The present study had several limitations. First, this was a retrospective analysis of 91 patients who presented over 6 years across 4 different institutions. Image acquisition took place between 1999 and 2004, and technology has since improved significantly. Most patients had oestrogen receptor- and progesterone receptor-positive breast cancers; therefore, our evaluation was not representative of all immunohistochemical subtypes. In addition, all index lesions were masses, so it remains to be determined if the same results would be seen with cancers presenting as only non-mass enhancement. Second, the standard MRI acquisition parameters varied across institutions and possibly over time. Third, it is uncertain if our results can be extrapolated for different imaging equipment and protocols. Finally, this is a small dataset, and our classifier cannot be assumed to work on a larger dataset.

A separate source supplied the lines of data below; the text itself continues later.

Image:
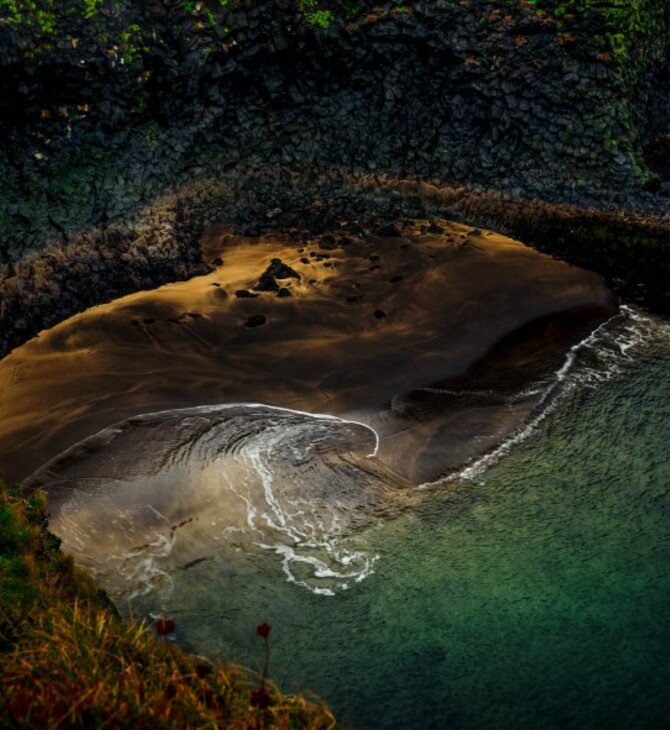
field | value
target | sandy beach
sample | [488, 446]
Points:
[407, 328]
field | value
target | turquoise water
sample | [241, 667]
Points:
[536, 596]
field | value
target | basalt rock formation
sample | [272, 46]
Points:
[129, 127]
[111, 108]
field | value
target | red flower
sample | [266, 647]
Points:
[260, 697]
[164, 626]
[263, 630]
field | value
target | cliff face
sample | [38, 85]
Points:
[111, 108]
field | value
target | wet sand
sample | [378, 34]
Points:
[368, 329]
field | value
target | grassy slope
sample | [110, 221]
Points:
[67, 660]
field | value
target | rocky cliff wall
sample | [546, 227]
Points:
[493, 94]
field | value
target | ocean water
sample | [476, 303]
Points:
[529, 590]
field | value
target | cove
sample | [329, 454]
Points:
[375, 502]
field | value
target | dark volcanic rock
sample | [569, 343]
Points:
[256, 320]
[280, 270]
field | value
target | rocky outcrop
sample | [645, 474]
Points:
[490, 94]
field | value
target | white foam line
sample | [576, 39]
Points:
[475, 469]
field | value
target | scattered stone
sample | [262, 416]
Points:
[328, 243]
[266, 283]
[390, 230]
[280, 270]
[256, 320]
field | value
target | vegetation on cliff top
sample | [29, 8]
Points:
[68, 660]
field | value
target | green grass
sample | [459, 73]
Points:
[68, 660]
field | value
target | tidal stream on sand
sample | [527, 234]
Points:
[476, 540]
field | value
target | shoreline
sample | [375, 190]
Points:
[352, 325]
[163, 245]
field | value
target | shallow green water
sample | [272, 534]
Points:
[537, 597]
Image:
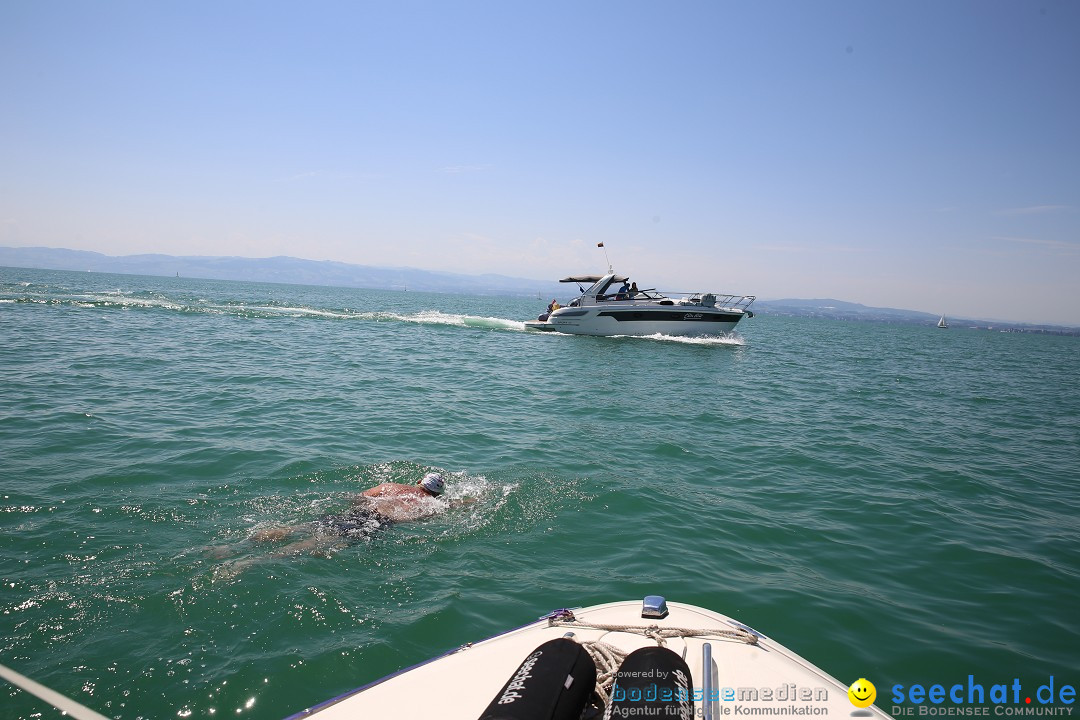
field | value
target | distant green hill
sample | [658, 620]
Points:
[297, 271]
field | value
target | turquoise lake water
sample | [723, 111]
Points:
[891, 502]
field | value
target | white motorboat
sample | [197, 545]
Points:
[617, 660]
[607, 309]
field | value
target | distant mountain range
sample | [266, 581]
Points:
[296, 271]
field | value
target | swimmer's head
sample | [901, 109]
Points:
[433, 483]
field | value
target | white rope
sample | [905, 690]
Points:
[62, 703]
[607, 659]
[658, 633]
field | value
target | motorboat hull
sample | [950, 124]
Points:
[643, 321]
[733, 668]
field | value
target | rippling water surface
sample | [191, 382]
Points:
[892, 502]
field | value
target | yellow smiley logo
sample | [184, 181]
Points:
[862, 693]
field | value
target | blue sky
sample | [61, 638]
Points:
[920, 154]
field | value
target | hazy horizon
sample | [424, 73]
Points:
[918, 155]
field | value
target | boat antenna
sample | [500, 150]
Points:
[606, 257]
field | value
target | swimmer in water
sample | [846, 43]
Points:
[372, 511]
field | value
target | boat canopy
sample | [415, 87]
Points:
[593, 279]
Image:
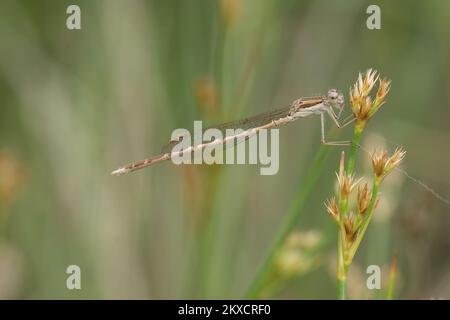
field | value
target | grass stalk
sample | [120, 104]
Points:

In conclusion, this study we found that, for some phenotypes, CEIP were able to successfully replicate breast MRI HEIP. Thus we propose that there may be a role in the future for using both whereby the strengths of each are leveraged to optimise diagnostic reporting, decrease inter-observer variability, and perhaps even improve our understanding of breast cancer. As computer algorithms continue to be developed, we foresee that radiology reports in the future will include quantitative metrics besides size, the result of CEIP from validated computer algorithms. This information will be compounded by the continuing improvements in MRI sequences, specifically the ability to perform simultaneously high temporal and spatial resolution imaging. Our study demonstrates the feasibility of a future method where radiomics are part of everyday radiology reporting. Future research will be needed on larger datasets to validate this observation. In addition, the observed trend that the correlation between CEIP and HEIP corresponded to the degree of inter-observer agreement requires further investigation. Large-scale datasets are needed to provide further evidence for the use of CEIP in clinical practice.